Jules Verne: Five Weeks in a Balloon

20. CHAPTER TWENTIETH. (continued)

"Let us rise out of range," exclaimed the doctor; "there must be no rashness! We are forbidden any risk."

Meanwhile, the massacre continued on both sides, with battle-axes and war-clubs; as quickly as one of the combatants fell, a hostile warrior ran up to cut off his head, while the women, mingling in the fray, gathered up these bloody trophies, and piled them together at either extremity of the battle-field. Often, too, they even fought for these hideous spoils.

"What a frightful scene!" said Kennedy, with profound disgust.

"They're ugly acquaintances!" added Joe; "but then, if they had uniforms they'd be just like the fighters of all the rest of the world!"

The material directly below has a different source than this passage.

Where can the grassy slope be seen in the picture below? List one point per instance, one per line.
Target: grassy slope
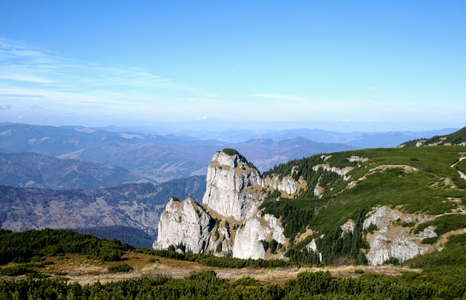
(392, 187)
(454, 138)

"I have a keen hankering to take a hand in at that fight," said the hunter, brandishing his rifle.

"No! no!" objected the doctor, vehemently; "no, let us not meddle with what don't concern us. Do you know which is right or which is wrong, that you would assume the part of the Almighty? Let us, rather, hurry away from this revolting spectacle. Could the great captains of the world float thus above the scenes of their exploits, they would at last, perhaps, conceive a disgust for blood and conquest."

The chieftain of one of the contending parties was remarkable for his athletic proportions, his great height, and herculean strength. With one hand he plunged his spear into the compact ranks of his enemies, and with the other mowed large spaces in them with his battle-axe. Suddenly he flung away his war-club, red with blood, rushed upon a wounded warrior, and, chopping off his arm at a single stroke, carried the dissevered member to his mouth, and bit it again and again.

"Ah!" ejaculated Kennedy, "the horrible brute! I can hold back no longer," and, as he spoke, the huge savage, struck full in the forehead with a rifle-ball, fell headlong to the ground.

Upon this sudden mishap of their leader, his warriors seemed struck dumb with amazement; his supernatural death awed them, while it reanimated the courage and ardor of their adversaries, and, in a twinkling, the field was abandoned by half the combatants.